Girişimcilik ekosistemini destekleyen benzer yapılar Avrupa ve Amerika’da
da yıllar önce hayata geçmiş, bu bölgelerde de sağladıkları olanaklar açısından
birbirinden farklılaşan mekanizmalar oluşmuştur. Avrupa Bölgesi’ndeki merkez
yapılaşmasını incelediğimizde, “kuluçka” ve “hızlandırıcı” terimleri sıklıkla
karşımıza çıkmaktadır. Telefonica’nın 2013 yılında yaptığı bir araştırmaya göre;
AB’deki Kuluçka Merkezleri, farklı olarak start-up firmalardan genellikle
minimum tutarda aylık kira ücreti de temin eder. Bunun yanı sıra, Avrupa’nın önde gelen ülkelerinde “Company Builder” (Şirket kurucusu)
terimi de yaygın olarak kullanılır. “Company builder” (Şirket kurucusu)
sisteminde, diğer merkezlerden farklı olarak yenilikçi iş imkanları, kurucunun
uzman olduğu alan ya da sektör baza alınarak yaratılır. Start-up firmalar
üzerinde birçok yetkiye sahip oldukları için, neredeyse o firmanın sahibi konumundadır
ve başlangıç aşamasında kurucunun tüm kaynakları kullanılır.
Amerika’da ise, kullanılan terimler farklılaşmakta ve burada ‘inovasyon’
kavramı oldukça yaygın kullanılmaktadır. Amerika’da kurulan “İnovasyon
Merkezleri”, “kurumsal” ve “özel” olmak üzere iki gruba ayrılabilir. Birçok
kurumsal firma kendi bünyesinde farklı lokasyonlarda “İnovasyon Merkezleri”

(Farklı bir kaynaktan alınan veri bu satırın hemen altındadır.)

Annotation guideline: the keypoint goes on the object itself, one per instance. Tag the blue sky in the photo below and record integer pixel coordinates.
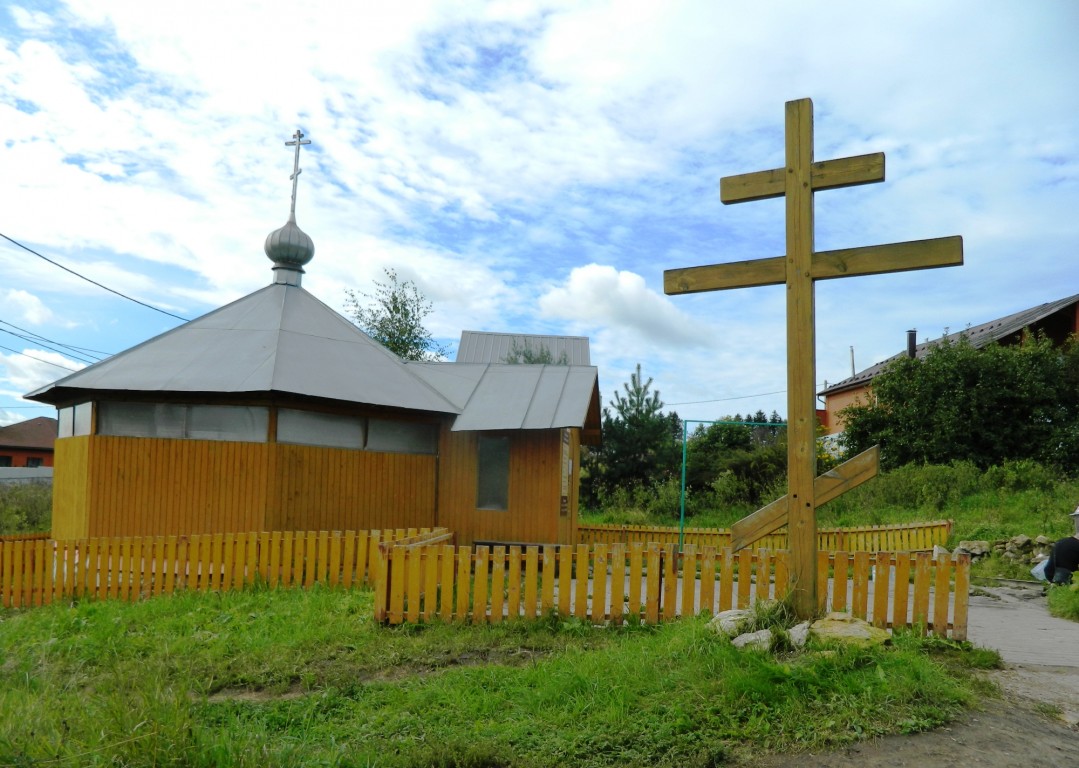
(533, 167)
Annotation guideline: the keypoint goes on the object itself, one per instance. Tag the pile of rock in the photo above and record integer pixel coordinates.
(1020, 549)
(835, 627)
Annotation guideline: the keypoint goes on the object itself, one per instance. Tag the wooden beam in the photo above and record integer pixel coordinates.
(881, 259)
(830, 174)
(827, 264)
(736, 274)
(801, 359)
(827, 487)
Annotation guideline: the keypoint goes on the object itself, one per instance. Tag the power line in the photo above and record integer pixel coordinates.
(33, 339)
(48, 362)
(111, 290)
(85, 350)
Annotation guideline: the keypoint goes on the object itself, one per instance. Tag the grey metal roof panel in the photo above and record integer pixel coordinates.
(278, 339)
(485, 346)
(454, 381)
(529, 397)
(978, 336)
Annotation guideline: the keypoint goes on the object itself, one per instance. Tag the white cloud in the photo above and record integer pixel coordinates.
(27, 306)
(33, 368)
(597, 296)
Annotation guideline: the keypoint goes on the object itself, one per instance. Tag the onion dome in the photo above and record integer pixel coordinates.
(289, 247)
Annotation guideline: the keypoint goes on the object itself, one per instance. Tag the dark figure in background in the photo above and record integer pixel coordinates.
(1064, 558)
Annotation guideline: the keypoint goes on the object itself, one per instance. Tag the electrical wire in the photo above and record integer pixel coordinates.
(48, 362)
(45, 343)
(99, 285)
(84, 350)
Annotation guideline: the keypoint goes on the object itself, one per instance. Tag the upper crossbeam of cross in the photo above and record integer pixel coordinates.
(798, 269)
(297, 141)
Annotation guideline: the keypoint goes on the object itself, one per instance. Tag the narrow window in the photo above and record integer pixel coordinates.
(492, 489)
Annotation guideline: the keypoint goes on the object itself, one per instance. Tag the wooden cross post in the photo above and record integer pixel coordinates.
(798, 270)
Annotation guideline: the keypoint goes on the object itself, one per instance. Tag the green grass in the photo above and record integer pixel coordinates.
(1021, 497)
(287, 677)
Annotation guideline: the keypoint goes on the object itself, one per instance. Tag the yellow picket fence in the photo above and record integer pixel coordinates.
(652, 583)
(38, 572)
(906, 537)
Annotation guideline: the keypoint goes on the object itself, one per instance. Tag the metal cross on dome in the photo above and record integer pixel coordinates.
(798, 269)
(297, 141)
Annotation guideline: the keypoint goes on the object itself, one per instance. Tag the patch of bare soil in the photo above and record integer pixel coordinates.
(1034, 725)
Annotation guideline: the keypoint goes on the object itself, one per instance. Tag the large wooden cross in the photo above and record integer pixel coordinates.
(798, 270)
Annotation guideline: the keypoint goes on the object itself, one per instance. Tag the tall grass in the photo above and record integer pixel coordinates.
(1019, 497)
(287, 677)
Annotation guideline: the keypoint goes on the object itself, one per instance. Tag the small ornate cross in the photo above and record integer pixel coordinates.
(298, 141)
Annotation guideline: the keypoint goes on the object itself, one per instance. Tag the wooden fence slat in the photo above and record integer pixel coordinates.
(882, 579)
(745, 577)
(708, 581)
(763, 573)
(479, 586)
(920, 617)
(688, 579)
(942, 594)
(497, 584)
(840, 575)
(514, 593)
(961, 598)
(900, 598)
(652, 585)
(464, 581)
(636, 574)
(860, 599)
(531, 581)
(727, 580)
(598, 613)
(581, 583)
(823, 562)
(617, 584)
(564, 578)
(547, 598)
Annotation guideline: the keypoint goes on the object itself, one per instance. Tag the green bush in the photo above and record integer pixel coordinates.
(25, 508)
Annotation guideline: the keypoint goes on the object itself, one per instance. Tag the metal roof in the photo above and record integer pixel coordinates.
(280, 339)
(978, 336)
(483, 346)
(501, 396)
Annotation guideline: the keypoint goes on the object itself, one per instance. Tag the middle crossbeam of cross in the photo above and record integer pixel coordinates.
(798, 269)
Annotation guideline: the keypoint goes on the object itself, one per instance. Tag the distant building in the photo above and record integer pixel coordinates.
(276, 413)
(1056, 319)
(28, 443)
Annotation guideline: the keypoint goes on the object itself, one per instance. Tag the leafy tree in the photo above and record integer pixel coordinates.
(524, 354)
(747, 462)
(394, 316)
(1001, 402)
(640, 442)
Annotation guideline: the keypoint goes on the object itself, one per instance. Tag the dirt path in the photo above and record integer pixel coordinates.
(1035, 724)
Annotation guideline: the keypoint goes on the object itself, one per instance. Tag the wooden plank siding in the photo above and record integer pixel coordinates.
(534, 489)
(903, 537)
(140, 487)
(650, 584)
(39, 572)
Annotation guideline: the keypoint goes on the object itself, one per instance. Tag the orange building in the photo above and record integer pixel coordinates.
(276, 413)
(28, 443)
(1057, 319)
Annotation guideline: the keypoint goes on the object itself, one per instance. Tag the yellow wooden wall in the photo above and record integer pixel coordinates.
(135, 487)
(534, 490)
(70, 499)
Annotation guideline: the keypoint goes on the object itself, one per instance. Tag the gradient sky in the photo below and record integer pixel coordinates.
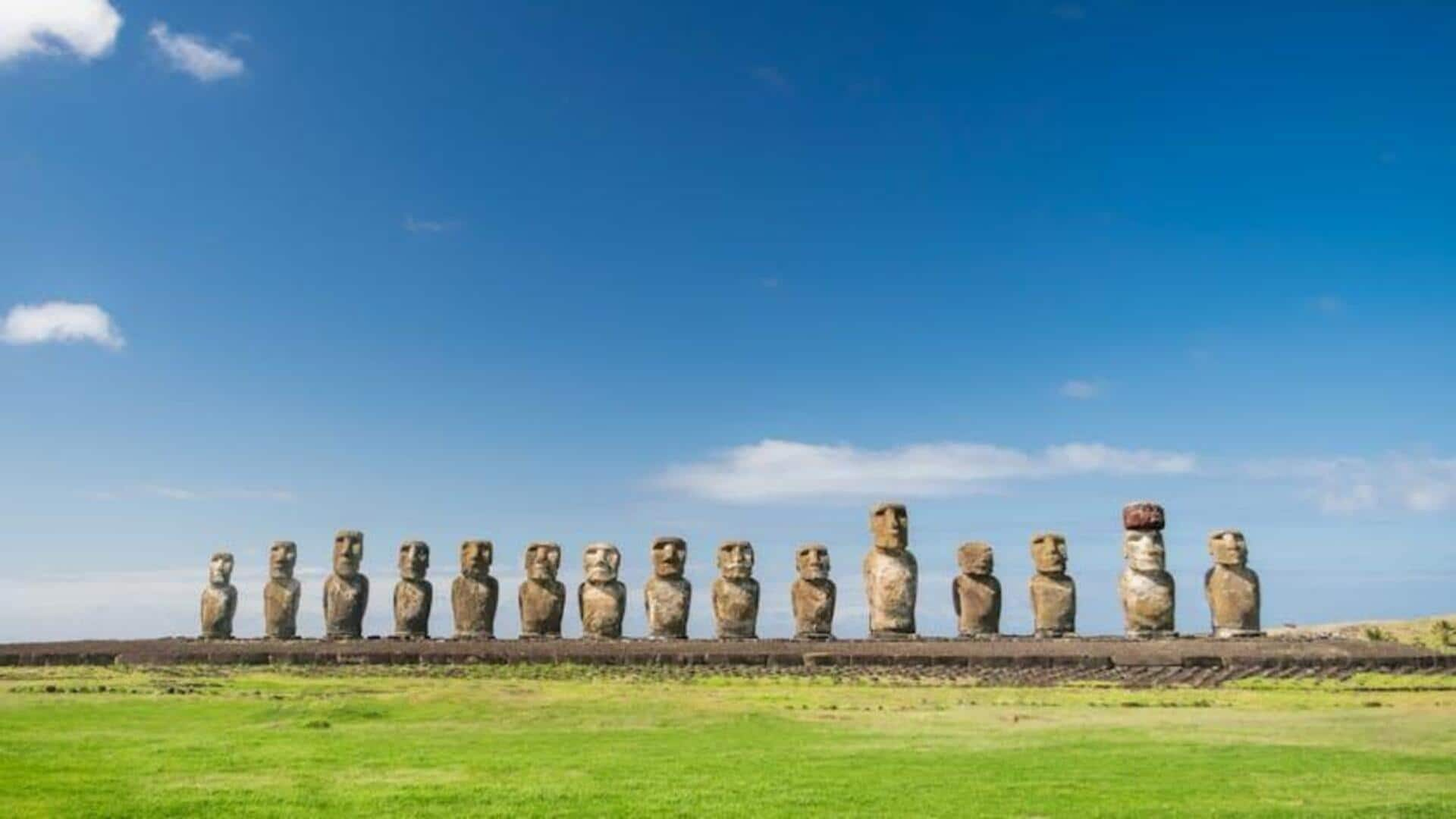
(606, 271)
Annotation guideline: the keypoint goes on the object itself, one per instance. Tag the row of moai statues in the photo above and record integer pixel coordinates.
(890, 575)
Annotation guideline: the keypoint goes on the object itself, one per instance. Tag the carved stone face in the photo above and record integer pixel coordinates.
(1144, 550)
(1228, 548)
(476, 557)
(811, 561)
(348, 554)
(542, 561)
(601, 561)
(669, 557)
(976, 558)
(736, 560)
(1049, 551)
(281, 558)
(890, 525)
(220, 569)
(414, 560)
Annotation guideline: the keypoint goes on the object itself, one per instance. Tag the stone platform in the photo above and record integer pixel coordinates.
(1199, 661)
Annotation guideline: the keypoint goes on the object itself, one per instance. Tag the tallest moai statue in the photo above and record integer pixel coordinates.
(346, 592)
(1145, 586)
(892, 573)
(281, 594)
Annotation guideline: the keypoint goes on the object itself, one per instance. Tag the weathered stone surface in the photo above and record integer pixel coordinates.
(736, 592)
(976, 592)
(1231, 586)
(667, 594)
(813, 594)
(892, 575)
(281, 594)
(218, 599)
(601, 598)
(346, 592)
(542, 598)
(414, 595)
(1145, 586)
(1145, 516)
(1053, 592)
(475, 595)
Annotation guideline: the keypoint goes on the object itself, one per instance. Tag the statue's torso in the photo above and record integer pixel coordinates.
(890, 585)
(1055, 604)
(218, 605)
(281, 608)
(736, 607)
(667, 604)
(413, 601)
(473, 602)
(344, 604)
(1234, 598)
(813, 607)
(1147, 601)
(601, 608)
(542, 605)
(979, 602)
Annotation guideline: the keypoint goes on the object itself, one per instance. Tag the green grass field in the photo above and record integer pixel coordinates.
(446, 742)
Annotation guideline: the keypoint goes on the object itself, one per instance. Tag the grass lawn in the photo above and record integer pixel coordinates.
(520, 741)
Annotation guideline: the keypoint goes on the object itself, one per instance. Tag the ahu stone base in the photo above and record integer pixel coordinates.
(1005, 661)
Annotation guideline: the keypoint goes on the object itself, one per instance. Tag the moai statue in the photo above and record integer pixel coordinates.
(976, 592)
(281, 594)
(601, 598)
(475, 594)
(1231, 586)
(542, 598)
(736, 592)
(813, 594)
(892, 575)
(1053, 594)
(414, 595)
(346, 592)
(218, 599)
(1145, 586)
(667, 594)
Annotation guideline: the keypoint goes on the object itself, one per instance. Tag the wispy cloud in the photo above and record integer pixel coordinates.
(82, 28)
(1347, 485)
(191, 494)
(428, 224)
(770, 76)
(1081, 390)
(783, 469)
(194, 55)
(60, 322)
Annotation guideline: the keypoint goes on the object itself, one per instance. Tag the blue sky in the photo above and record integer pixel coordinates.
(606, 271)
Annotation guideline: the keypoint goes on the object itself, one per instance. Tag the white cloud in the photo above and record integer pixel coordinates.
(783, 469)
(83, 28)
(428, 226)
(1346, 485)
(175, 493)
(60, 321)
(1081, 390)
(191, 55)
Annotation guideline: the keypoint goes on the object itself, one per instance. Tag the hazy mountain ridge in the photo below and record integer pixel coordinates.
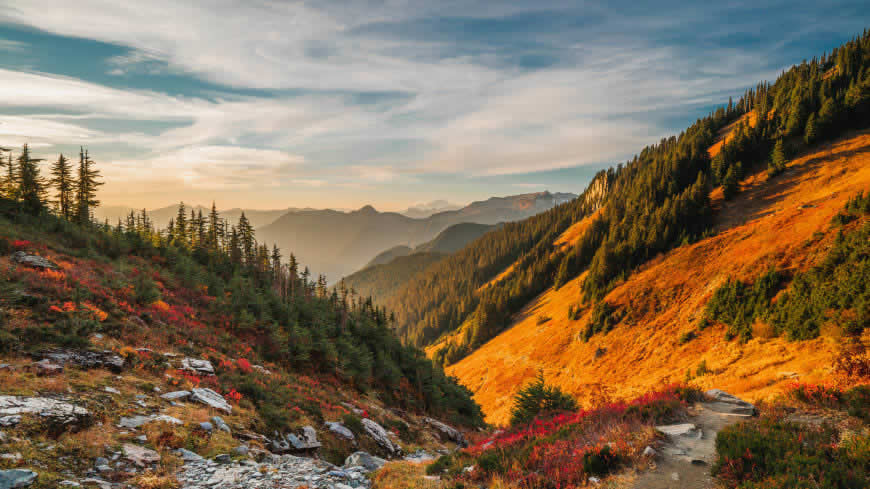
(338, 243)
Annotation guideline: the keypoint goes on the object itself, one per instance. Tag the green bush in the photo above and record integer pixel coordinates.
(768, 453)
(538, 398)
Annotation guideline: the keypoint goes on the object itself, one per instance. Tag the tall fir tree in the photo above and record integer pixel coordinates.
(31, 185)
(64, 185)
(87, 183)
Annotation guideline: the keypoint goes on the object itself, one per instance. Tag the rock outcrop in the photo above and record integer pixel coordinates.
(56, 412)
(447, 431)
(33, 261)
(381, 437)
(211, 399)
(725, 403)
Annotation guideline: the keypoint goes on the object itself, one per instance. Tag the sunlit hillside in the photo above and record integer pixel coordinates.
(783, 222)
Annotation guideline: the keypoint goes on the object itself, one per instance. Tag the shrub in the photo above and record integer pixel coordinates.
(538, 398)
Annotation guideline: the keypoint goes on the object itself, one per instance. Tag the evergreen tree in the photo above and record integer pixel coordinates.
(31, 186)
(777, 159)
(87, 183)
(64, 184)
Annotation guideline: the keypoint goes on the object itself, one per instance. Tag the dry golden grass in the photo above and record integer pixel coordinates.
(404, 475)
(769, 223)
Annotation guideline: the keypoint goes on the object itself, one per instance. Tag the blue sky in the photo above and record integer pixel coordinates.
(273, 104)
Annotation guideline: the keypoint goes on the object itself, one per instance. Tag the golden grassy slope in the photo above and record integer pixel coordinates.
(784, 222)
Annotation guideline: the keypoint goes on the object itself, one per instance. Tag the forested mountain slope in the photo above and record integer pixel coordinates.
(657, 331)
(655, 202)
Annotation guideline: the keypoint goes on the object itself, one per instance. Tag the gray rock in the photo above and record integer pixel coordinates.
(133, 422)
(381, 437)
(220, 424)
(140, 456)
(684, 429)
(449, 432)
(52, 410)
(174, 396)
(197, 365)
(211, 398)
(188, 456)
(17, 478)
(33, 261)
(85, 359)
(725, 403)
(10, 420)
(340, 430)
(365, 460)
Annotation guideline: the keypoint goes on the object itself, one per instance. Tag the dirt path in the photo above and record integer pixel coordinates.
(684, 461)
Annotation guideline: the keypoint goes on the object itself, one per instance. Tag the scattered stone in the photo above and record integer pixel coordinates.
(307, 440)
(365, 460)
(379, 434)
(188, 456)
(52, 410)
(684, 429)
(726, 403)
(340, 430)
(10, 420)
(174, 396)
(16, 478)
(33, 261)
(45, 368)
(450, 432)
(211, 399)
(197, 365)
(140, 456)
(220, 424)
(85, 359)
(420, 456)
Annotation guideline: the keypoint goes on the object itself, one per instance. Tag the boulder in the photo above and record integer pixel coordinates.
(85, 359)
(211, 399)
(684, 429)
(17, 478)
(307, 440)
(197, 365)
(220, 424)
(140, 456)
(340, 430)
(52, 410)
(725, 403)
(381, 437)
(45, 368)
(33, 261)
(365, 460)
(174, 396)
(450, 432)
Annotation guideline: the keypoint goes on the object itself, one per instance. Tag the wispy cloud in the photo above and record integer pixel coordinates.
(391, 94)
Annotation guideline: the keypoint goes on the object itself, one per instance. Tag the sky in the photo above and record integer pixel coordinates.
(274, 104)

kurmuştur. Bu merkezler, start-up firmalara hitap etmekten çok, kurumsal
şirketin kendi ihtiyaçlarını giderecek “çalışan kişi” profilini bulmaya
odaklanmıştır. Bu merkezlerin hedefi, kısa sürede ürünün prototipini ortaya
çıkarmak ve kar odaklı olduklarından dolayı en kısa sürede ürünü
ticarileştirmektir. Bunun dışında, “özel” olarak nitelendirilebilecek İnovasyon
Merkezleri, aylık belirli bir kira ücreti karşılığında start-up firmalara
fiziksel çalışma alanı ve bir kampüs niteliğinde oldukları için diğer start-up
firmalarla iletişim kurma/haberleşme olanağı sunar. Amerika’da Hızlandırıcı
Merkezler de bulunmaktadır ancak Kuluçka Merkezleri nadir olarak yer alır.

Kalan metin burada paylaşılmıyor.